2018| Poland | Curzon | 88 mins| Romance, Drama | 15 Polish with English subtitles

Release Date:  31 August 2018

Director: Paweł Pawlikowski

Cast: Joanna Kulig, Tomasz Kot, Borys Szyc

It is the late 1940s, in Poland and the Cold War is in full swing.

A tall, dark, handsome pianist and composer, Wiktor (Tomasz Kokt) and a producer, Irena (Agata Kulesza) are touring remote villages, with their recording equipment, looking for youngsters to form a troupe who will perform authentic and traditional Polish folk songs and dances. Eventually, they will show off at theatrical evenings held for party officials.

At the auditions, Zula (Joanna Kulig) a young, blonde teenager catches Viktor’s eye.  She is obviously trying to hide the fact that she is not from the ethnically pure villages but from the city.  Nevertheless, she carries on with her deception.   

Zula sings for them, but it is not a Polish folk song, instead choosing a number from a Russian film.  This does not seem to deter Wiktor, since she has a cherubic look about her.  He finds Zula fascinating and all the more so when he finds out that she has been in prison for attacking her abusive father with a knife – something which he obviously finds alluring.

The scene is set for a passionate affair between them and soon Zula is made into a star.  Their relationship reaches a critical point, however, when they perform in East Berlin and an opportunity presents itself, to defect. Will they or won’t they?  Are they the Cold War’s answer to the star-crossed lovers, Romeo and Juliet?


Paweł Pawlikowski won the Best Director award at Cannes, for this ravishing film.  His choreographed ensemble musical sequences are brilliant, as is the dreamlike quality of Łukasz Żal’s cinematography.  Like Ida (2015) – which won him the Oscar for Best Foreign Film – it is shot entirely in black and white with an aspect ratio of 1.37:1 which basically gives you a small square screen.

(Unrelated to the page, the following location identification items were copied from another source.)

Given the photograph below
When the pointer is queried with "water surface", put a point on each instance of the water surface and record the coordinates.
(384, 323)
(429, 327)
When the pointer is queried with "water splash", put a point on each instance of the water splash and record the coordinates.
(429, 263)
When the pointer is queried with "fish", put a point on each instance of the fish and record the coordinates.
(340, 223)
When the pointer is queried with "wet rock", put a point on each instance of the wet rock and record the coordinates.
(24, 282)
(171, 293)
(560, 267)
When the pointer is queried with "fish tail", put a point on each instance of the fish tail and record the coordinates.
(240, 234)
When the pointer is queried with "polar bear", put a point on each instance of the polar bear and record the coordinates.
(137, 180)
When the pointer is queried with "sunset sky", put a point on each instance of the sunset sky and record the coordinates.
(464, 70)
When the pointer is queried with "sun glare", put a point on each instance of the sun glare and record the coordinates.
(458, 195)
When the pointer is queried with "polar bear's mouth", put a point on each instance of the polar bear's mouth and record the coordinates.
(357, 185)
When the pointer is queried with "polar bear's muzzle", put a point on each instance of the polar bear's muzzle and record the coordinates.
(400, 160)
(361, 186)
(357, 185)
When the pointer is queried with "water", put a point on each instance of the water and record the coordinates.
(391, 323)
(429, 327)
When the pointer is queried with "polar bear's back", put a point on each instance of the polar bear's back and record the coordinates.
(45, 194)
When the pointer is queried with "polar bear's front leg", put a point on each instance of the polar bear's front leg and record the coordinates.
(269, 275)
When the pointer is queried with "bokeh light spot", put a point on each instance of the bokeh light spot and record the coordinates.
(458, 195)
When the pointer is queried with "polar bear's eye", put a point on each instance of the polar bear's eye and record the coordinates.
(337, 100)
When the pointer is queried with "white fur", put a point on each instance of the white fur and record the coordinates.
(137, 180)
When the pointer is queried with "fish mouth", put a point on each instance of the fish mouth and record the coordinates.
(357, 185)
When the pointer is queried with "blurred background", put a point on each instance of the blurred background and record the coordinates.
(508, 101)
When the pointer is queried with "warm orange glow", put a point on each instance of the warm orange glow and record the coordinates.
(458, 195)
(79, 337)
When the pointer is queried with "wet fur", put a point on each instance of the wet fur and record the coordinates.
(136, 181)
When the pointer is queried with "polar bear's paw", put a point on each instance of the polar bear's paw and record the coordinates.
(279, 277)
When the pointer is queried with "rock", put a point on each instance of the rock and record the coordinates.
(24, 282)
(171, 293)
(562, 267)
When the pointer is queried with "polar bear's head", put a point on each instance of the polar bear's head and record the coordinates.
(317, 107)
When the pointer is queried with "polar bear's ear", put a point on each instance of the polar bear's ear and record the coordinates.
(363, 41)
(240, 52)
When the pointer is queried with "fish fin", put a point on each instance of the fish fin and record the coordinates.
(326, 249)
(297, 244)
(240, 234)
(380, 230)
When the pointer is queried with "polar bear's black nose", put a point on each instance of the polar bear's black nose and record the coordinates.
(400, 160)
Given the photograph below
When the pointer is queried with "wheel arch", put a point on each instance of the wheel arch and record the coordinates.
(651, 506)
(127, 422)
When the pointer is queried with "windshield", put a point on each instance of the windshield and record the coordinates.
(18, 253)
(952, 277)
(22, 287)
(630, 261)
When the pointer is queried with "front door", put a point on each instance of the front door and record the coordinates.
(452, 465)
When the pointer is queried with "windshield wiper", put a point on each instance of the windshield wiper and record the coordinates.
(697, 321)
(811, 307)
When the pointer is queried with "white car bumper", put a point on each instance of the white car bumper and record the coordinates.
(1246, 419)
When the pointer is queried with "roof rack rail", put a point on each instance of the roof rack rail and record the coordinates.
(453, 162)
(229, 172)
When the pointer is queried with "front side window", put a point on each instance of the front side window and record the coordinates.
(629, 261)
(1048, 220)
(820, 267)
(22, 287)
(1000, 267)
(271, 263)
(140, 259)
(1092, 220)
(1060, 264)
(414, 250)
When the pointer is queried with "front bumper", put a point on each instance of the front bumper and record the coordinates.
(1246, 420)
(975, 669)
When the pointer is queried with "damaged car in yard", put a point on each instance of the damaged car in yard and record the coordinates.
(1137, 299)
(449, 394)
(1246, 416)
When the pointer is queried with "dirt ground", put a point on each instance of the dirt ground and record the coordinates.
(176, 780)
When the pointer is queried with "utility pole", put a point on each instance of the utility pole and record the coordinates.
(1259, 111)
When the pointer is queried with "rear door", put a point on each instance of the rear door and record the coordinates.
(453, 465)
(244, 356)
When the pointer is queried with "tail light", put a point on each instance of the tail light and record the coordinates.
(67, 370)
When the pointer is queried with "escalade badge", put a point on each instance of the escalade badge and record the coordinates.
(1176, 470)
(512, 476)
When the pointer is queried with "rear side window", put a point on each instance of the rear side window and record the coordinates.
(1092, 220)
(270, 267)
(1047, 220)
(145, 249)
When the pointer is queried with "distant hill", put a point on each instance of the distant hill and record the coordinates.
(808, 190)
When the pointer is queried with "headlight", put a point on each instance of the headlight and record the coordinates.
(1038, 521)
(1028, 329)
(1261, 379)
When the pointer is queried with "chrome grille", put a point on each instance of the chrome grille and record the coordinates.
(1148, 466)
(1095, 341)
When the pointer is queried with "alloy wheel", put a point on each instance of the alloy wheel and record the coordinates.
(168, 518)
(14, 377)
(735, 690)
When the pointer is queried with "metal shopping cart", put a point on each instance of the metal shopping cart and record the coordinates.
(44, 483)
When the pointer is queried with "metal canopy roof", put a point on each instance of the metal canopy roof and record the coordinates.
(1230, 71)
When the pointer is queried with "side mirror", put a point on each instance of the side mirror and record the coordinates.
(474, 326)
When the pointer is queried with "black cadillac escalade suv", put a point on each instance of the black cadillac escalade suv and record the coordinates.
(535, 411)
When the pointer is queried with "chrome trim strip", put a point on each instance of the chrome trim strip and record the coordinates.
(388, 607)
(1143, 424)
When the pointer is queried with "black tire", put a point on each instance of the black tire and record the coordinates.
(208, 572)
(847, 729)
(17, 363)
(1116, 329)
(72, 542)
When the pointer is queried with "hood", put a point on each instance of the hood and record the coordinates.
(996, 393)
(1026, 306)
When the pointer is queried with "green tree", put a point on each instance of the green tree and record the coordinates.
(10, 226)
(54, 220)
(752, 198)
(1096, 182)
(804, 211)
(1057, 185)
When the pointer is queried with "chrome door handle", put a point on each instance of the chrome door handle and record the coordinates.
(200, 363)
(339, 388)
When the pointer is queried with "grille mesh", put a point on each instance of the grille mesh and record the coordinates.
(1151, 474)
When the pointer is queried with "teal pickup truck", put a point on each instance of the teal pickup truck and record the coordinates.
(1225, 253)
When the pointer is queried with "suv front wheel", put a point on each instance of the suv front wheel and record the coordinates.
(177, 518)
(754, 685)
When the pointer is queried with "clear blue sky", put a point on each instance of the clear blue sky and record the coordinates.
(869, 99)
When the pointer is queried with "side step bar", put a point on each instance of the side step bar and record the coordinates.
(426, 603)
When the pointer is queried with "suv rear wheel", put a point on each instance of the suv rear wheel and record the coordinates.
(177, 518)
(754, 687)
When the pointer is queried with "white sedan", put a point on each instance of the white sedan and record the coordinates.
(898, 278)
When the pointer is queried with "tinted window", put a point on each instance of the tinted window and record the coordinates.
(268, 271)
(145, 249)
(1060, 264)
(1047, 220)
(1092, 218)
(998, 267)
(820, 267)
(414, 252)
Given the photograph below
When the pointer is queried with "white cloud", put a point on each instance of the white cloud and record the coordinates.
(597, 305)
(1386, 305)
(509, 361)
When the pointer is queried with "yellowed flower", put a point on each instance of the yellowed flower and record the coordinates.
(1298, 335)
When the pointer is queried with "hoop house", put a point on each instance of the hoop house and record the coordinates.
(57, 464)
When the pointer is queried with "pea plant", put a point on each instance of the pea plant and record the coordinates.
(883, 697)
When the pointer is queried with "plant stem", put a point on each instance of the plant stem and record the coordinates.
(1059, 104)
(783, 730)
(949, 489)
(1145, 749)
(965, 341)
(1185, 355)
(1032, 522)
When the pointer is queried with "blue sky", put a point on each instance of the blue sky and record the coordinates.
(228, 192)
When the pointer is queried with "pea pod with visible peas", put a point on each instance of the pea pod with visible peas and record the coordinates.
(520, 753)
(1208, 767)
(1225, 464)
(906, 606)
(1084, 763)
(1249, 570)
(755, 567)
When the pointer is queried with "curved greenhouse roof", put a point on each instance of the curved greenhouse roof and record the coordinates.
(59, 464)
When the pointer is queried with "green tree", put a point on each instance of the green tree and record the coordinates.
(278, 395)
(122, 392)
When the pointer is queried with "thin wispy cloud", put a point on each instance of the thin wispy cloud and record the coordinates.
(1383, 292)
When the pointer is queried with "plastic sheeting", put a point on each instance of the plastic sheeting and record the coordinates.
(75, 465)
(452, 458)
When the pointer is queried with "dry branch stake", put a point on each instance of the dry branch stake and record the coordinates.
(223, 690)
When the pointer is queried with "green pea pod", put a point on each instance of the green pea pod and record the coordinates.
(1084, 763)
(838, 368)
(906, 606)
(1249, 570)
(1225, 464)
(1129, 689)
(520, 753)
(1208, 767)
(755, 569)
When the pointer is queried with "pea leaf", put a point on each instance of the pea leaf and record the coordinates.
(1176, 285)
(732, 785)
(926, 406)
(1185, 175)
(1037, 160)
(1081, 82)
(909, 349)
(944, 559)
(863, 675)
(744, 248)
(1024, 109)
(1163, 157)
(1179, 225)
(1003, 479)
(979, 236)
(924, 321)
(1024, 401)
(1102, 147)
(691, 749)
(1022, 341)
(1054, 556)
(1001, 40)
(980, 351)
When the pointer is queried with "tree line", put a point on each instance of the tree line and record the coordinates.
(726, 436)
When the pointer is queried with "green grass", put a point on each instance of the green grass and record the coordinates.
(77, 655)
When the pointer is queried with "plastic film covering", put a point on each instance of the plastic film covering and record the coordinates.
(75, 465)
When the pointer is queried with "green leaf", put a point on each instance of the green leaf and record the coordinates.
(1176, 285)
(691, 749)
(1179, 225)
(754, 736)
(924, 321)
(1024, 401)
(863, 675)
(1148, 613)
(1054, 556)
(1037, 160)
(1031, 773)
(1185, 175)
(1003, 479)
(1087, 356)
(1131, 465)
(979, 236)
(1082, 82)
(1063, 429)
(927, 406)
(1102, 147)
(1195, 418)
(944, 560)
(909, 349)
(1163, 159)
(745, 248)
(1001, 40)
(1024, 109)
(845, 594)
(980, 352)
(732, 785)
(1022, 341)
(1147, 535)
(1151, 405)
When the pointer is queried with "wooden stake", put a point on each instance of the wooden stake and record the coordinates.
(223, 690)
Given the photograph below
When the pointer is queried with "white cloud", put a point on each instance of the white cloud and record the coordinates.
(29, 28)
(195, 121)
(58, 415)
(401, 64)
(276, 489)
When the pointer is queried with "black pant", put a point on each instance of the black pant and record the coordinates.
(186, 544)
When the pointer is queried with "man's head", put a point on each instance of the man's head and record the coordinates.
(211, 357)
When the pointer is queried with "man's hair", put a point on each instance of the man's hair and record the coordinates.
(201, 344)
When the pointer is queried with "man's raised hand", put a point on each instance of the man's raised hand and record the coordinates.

All praise to musician Marcin Masecki, who is credited with the ‘jazz and song arrangements’. The compelling Mazowsze folk song, Dwa serduszka (Two Hearts) recurs throughout the film and is magical, as it is captivating.

The stunning, Joanna Kulig – she of the bee-stung lips – gives a performance of great range and depth as she transforms from a not-so-innocent teenager, into a fully-fledged femme fatale.  I defy any many to resist her.

Tomasz Kokt is easy on the eye too, as he ambles through the film constantly puffing away on a cigarette, with his longing and passion for Zula, very much to the fore.  He is the mouse, to her cat.